Where you need to worry is the rsync or equivalent pg_basebackup step. The read I/O from this won't be too bad since it's sequential, but it'll still probably significantly hurt your database's I/O performance, and it'll also tend to push hot data out of RAM cache in favour of less-used data, causing cache thrashing as the more-needed data is then read back in.

You can use nice and ionice to help limit the I/O impact (but not the cache impact); however, there's a cost to that. The backup will take longer, and until you complete the backup and run pg_stop_backup your system is - as I understand it - accumulating WAL it cannot delete, accumulating checkpoint debt for a BIG checkpoint at the end of the backup run, and is accumulating table and index bloat because it can't clean up dead rows. So you really can't afford to have the backup take forever, especially if you have very high churn tables.

In the end, it's hard to say whether you can safely use pg_start_backup and pg_stop_backup for hot backups in your environment. Most people can, but if you're close to the edge of what your hardware can do, have tight timing requirements, cannot afford the risk of a stall, and have very high churn tables as well as very big tables, it might be troublesome.

Unfortunately, you pretty much need to test it and see.

If you can, it might be worth issuing a CHECKPOINT then taking an atomic snapshot of the volume your database is on instead using LVM, your SAN's tools, EBS, or whatever you're on. If you can do this, you can then copy the snapshot at your leisure. This approach isn't suitable for taking a base backup for PITR/warm standby/hot standby, but it's perfectly good for a static backup copy, and is much lower impact on the system. You can only do this if your snapshots are atomic and your entire database including WAL is on a single volume, though.
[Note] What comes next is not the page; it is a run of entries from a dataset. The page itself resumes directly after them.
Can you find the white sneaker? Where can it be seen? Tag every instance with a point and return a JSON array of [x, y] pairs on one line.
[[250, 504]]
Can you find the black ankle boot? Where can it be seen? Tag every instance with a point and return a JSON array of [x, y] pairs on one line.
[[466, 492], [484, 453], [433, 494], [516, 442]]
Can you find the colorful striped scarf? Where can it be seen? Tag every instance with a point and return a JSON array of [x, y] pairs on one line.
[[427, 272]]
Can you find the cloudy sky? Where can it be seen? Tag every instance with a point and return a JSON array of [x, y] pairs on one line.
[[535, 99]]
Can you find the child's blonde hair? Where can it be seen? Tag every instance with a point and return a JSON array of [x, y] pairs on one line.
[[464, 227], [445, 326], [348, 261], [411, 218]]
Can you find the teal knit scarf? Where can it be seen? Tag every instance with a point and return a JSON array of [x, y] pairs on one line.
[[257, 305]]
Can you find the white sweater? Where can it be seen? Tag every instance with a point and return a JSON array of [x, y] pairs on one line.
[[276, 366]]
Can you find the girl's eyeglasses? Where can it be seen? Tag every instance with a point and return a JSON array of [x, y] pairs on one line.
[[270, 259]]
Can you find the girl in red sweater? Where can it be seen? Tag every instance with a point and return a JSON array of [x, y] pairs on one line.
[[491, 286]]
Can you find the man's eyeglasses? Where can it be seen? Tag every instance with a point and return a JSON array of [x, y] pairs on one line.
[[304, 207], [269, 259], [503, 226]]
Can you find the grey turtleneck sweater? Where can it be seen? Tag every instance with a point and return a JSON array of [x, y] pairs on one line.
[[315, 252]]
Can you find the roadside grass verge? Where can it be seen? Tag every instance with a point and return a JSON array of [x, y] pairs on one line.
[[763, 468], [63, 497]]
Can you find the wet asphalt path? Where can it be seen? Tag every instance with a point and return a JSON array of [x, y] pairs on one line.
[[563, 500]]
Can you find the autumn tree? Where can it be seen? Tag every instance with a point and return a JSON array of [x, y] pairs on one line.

One possibility I haven't yet investigated is combining the two approaches. It occurs to me that one could possibly (untested and possibly wrong and unsafe, I don't know yet):

  • pg_start_backup
  • Trigger snapshots of all tablespaces, the main datadir, and the xlog volume
  • pg_stop_backup
  • Copy WAL up to the final archive from pg_stop_backup
  • Copy the data from the snapshotted volumes

Essentially, the idea is to reduce how long the DB has to be delaying its checkpoints by taking a point-in-time of each volume that you can copy at your leisure.